Within the past 10 years, health-related absence and “presenteeism” (at work, but not fully productive - https://hbr.org/2004/10/presenteeism-at-work-but-out-of-it/ar/1) have been recognized as additional sources of health-related business expenses. Organizations with worksite wellness programs have the potential to reduce this lost productivity, but this contribution to cost savings hasn’t recognized. As a result, employers have continued to focus on healthcare cost containment as the primary and, sometimes, sole outcome as a basis for evaluating worksite wellness initiatives.

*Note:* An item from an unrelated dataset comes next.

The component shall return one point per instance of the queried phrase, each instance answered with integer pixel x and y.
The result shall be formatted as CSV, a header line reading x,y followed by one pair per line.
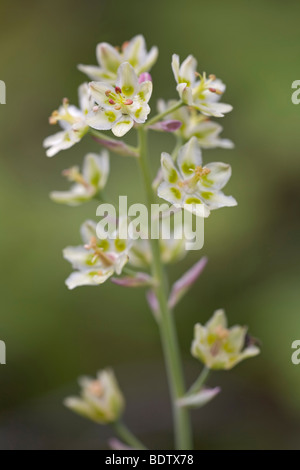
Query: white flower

Several reasons may be attributed for this. Perhaps, most importantly, many employers don’t have measurement or tracking systems to record work-related absence and productivity. Presenteeism is not a typical organizational measure and can be difficult to analyze. Additionally, increasing numbers of employers have implemented paid time-off (PTO) programs that make attempts to quantify health-related reasons for employee absence very difficult. http://www.nmshealth.com/blog/presenteeeism-vs-absenteeism-which-costs-the-employer-more/

For many organizations, many of the necessary data elements are likely already available to highlight the relationships between workforce well-being and performance. Most human resources personnel have some level of quantitative performance evaluation for the workforce. Some can also utilize data from the wellness program - health risk assessments or health scores. Integration of this data should be merged to better understand links between the individual’s health status and manager’s performance evaluation.

 




CONCLUSION:

Employers can also link reports to business performance data. Almost every organization collects some type of performance data including quality metrics, customer satisfaction, revenue, or other variables. Human resources personnel can identify which of these are perceived as important to senior management, and generate reports to link health/well-being with these business measures. The results are likely to cast an entirely new light on the business value of a worksite wellness program….beyond just trying to lower healthcare costs.